Papers by Keyword: Extended Defects

Abstract: The initial phase of defect propagation in broad area diode lasers, which are affected by the catastrophic optical damage (COD) effect, is studied. The decay of laser power within the first several 100 ns is found to be determined by defect propagation. When analyzing different device designs, a correlation is found between defect propagation velocities and thermal resistances of the materials vicinal to the quantum well, being the main heat source. The findings are confirmed by direct inspection of the defect pattern in opened devices.

Abstract: Admittance spectroscopy (AS) and deep level transient spectroscopy (DLTS) have been applied to B-doped thin polycrystalline diamond films deposited on p+-silicon by hot filament chemical vapour deposition. Films with two boron concentrations (1.5×10^19 cm-3 and 4×10^19 cm-3) were selected to study the effect of B concentration on the electronic states in CVD-diamond. We have investigated whether these deep states arise from point or extended defects. DLTS and AS find two hole traps, E1 (0.29±0.03 eV) and E2 (0.53±0.07 eV), in both films.

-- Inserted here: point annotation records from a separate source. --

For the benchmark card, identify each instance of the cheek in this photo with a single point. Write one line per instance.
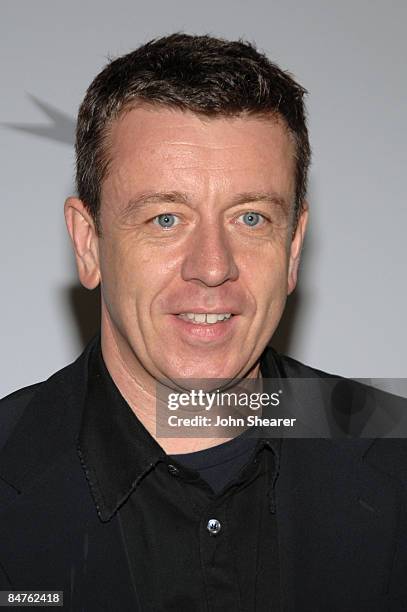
(265, 275)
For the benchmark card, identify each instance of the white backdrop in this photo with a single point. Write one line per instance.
(348, 315)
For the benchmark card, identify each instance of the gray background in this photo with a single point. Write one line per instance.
(348, 314)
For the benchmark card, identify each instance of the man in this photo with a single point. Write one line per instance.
(192, 161)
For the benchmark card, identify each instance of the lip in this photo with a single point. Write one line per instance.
(216, 310)
(204, 332)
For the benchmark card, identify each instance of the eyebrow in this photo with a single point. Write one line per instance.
(144, 199)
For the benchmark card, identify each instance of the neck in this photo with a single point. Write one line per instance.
(139, 390)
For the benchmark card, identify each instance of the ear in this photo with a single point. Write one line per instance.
(84, 238)
(295, 248)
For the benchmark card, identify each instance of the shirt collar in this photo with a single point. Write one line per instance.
(115, 449)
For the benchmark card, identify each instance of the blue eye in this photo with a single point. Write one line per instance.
(165, 221)
(252, 219)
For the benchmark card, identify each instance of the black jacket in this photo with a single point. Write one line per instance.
(341, 511)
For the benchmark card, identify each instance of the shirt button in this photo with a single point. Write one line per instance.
(173, 469)
(213, 526)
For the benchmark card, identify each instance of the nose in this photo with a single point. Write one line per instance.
(209, 259)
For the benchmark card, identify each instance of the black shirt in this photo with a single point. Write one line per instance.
(199, 536)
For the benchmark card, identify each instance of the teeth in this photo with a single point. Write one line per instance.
(206, 318)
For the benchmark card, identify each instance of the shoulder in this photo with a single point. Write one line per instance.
(39, 400)
(275, 363)
(12, 408)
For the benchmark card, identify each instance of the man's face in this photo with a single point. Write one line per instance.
(196, 256)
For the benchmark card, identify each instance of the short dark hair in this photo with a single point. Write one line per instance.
(205, 75)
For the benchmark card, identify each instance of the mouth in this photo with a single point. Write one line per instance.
(206, 327)
(205, 318)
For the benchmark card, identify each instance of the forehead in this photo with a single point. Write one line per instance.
(161, 148)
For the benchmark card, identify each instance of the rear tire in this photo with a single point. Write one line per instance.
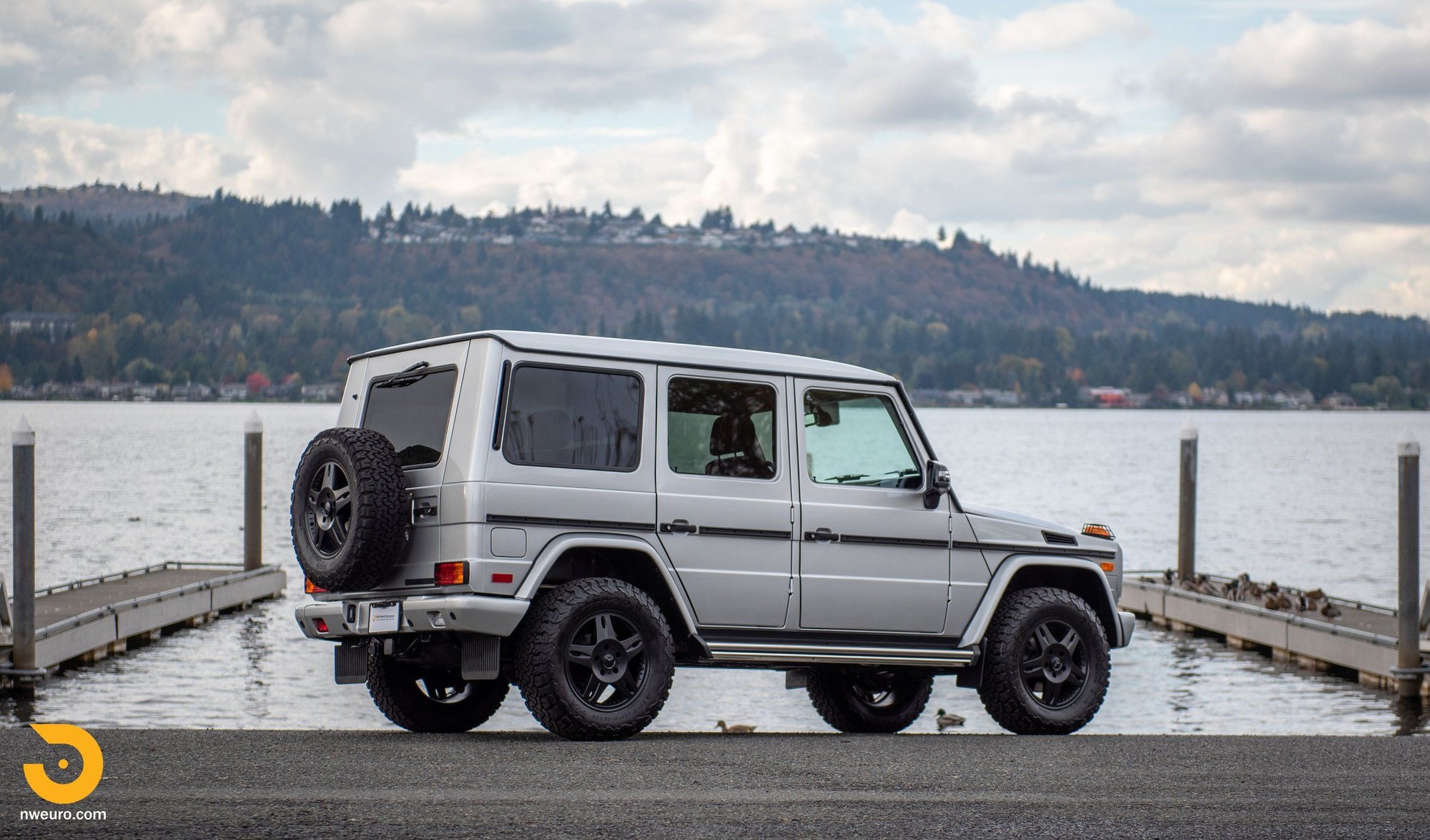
(596, 659)
(869, 701)
(431, 701)
(1046, 663)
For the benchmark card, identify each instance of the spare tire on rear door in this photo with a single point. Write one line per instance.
(350, 509)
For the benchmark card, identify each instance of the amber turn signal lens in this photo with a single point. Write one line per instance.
(450, 573)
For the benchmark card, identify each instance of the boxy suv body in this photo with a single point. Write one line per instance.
(580, 515)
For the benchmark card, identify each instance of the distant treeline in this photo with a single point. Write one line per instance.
(292, 289)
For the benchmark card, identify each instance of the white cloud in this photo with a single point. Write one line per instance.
(1067, 26)
(1291, 163)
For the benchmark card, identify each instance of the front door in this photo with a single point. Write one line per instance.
(872, 556)
(724, 495)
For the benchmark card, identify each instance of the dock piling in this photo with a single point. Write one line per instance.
(1188, 505)
(22, 653)
(252, 492)
(1409, 672)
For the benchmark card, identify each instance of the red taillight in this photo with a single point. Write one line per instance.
(450, 573)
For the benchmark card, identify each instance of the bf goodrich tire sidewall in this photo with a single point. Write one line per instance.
(322, 570)
(654, 666)
(378, 519)
(1098, 675)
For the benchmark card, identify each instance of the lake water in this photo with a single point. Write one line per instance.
(1308, 499)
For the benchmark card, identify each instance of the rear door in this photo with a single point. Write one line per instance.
(411, 397)
(724, 493)
(872, 556)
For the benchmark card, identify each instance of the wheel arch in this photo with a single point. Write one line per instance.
(1082, 578)
(624, 558)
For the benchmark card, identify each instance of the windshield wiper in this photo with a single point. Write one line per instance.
(408, 376)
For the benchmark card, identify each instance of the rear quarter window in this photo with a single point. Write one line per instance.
(413, 413)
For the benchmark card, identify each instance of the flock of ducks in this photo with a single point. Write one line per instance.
(1246, 591)
(945, 721)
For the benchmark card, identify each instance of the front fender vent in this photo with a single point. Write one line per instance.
(1059, 539)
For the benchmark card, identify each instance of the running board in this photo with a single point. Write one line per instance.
(777, 653)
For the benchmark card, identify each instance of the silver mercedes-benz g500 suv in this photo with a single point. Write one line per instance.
(578, 516)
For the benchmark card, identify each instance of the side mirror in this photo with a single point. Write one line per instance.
(939, 483)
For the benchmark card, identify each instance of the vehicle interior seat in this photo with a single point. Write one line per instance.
(734, 436)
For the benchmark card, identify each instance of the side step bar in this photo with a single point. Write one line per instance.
(784, 653)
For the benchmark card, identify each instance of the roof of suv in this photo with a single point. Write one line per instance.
(657, 352)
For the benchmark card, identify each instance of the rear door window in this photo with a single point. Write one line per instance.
(721, 428)
(573, 417)
(413, 412)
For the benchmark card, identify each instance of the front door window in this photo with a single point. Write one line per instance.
(857, 439)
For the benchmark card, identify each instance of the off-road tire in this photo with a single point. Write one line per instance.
(541, 661)
(1003, 691)
(378, 522)
(394, 688)
(843, 699)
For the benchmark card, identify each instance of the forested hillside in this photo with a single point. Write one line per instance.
(237, 287)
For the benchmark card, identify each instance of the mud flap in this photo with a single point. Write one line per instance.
(481, 656)
(351, 662)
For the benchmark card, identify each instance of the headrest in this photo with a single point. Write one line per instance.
(734, 433)
(550, 430)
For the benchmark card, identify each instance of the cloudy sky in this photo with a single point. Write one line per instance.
(1259, 149)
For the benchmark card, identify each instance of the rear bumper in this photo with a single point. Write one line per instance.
(454, 613)
(1128, 623)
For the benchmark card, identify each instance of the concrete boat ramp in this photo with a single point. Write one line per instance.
(91, 619)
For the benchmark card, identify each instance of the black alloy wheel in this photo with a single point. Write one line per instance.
(594, 659)
(870, 701)
(606, 662)
(350, 509)
(330, 513)
(1046, 662)
(1055, 665)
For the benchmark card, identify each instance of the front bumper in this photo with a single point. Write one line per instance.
(1128, 622)
(454, 613)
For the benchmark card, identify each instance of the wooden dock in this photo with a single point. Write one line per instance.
(1361, 643)
(91, 619)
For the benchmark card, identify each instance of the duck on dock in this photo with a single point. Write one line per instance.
(947, 719)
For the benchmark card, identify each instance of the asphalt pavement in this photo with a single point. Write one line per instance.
(391, 785)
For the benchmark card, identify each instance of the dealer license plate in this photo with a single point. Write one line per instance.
(384, 618)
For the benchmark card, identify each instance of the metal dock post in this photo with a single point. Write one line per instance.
(1409, 671)
(22, 653)
(252, 492)
(1188, 505)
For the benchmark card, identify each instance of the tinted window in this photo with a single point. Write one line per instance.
(857, 439)
(414, 415)
(721, 428)
(561, 417)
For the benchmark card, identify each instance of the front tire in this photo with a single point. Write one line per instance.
(1046, 663)
(431, 701)
(596, 659)
(869, 701)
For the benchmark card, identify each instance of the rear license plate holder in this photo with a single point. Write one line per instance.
(385, 618)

A third level, E3 (0.36±0.02 eV) was also detected in the more highly doped film. The defect levels E1 and E2 exhibited behaviour typical of extended defects, which we suggest may be due to B segregated to the grain boundaries. In contrast, the defect level E3 exhibited behaviour characteristic of an isolated point defect, which we attribute to B-related centres in bulk diamond.

Abstract: The effect of extended defects on carrier lifetime was investigated in 140 um thick 4H-SiC epilayers using whole wafer ultraviolet photoluminescence (UVPL) and microwave photoconductive decay (uPCD) mapping. Half-loop arrays (HLA) seen in the UVPL images showed a corresponding lifetime degradation in the same region, even before expansion of the HLAs to form SFs. Lifetime lowering was also seen for a defect comprising of a small 3C-SiC inclusion with a larger misoriented 4H-SiC region. Additionally, formation of slip planes after high temperature annealing was observed, which consequently shows a lifetime reduction in that region.

Abstract: This contribution summarizes recent efforts to apply transmission electron microscopy (TEM) techniques to recombination-active extended defects present in a low density. In order to locate individual defects, electron beam induced current (EBIC) is applied in situ in a focused ion beam (FIB) machine combined with a scanning electron microscope. Using this approach defect densities down to about 10cm^-2 are accessible while a target accuracy of better than 50nm is achieved. First applications described here include metal impurity related defects in multicrystalline silicon, recombination and charge collection at NiSi₂ platelets, internal gettering of copper by NiSi₂ precipitates and site-determination of copper atoms in NiSi₂.

Abstract: Material defects such as Si-core and C-core partial dislocations (PDs) and threading screw dislocations (TSDs) and threading edge dislocations (TEDs) are being investigated for their contributions to device performances in 4H-SiC. Non-destructive electroluminescence and photoluminescence techniques can be powerful tools for examining these dislocations. In this report, these techniques were used to reveal the different spectral characteristics for the mentioned dislocations. At higher injection levels, both the Si-core and C-core PDs possessed a spectral peak at 700 nm. However, at lower injection levels, the spectral peak for the Si-core PD remained at 700 nm while the peak for the C-core moved to longer wavelengths. For the threading dislocations, TSDs possessed a peak between 800 and 850 nm while the TEDs possessed a peak at 600 nm independent of the injection levels.

Abstract: Silicon-based power device performances are largely affected by metal contamination occurring during device manufacturing. Among the usual gettering techniques, recent developments were done on high dose helium implantation. Even though the gettering efficiency of this technique has been demonstrated in device application, the required doses are still extremely high for an industrial application. Recently, it has been shown that the use of H/He co-implantation limits the total requested doses [1]. In this paper, co-implantation of H/He, which has been already used to reduce the dose in the smart-cut® process is explored. The goal of this work is to decrease efficiently the implanted dose maintaining an efficient metallic gettering without degrading the Si surface. The impact of H implantation on He implantation induced defects is carefully studied. The TEM observations have evidenced that hydrogen addition drastically modified the defect band structure and promotes the cavity growth.. Additionally, we demonstrate that an efficient gettering can be obtained.

Abstract: Deep electronic states associated with iron silicide precipitates have been studied by means of deep-level transient spectroscopy. The observed spectra show the characteristic features of bandlike states at extended defects. From the stability of the states on annealing at moderate temperature they are tentatively attributed to precipitate-matrix interfaces.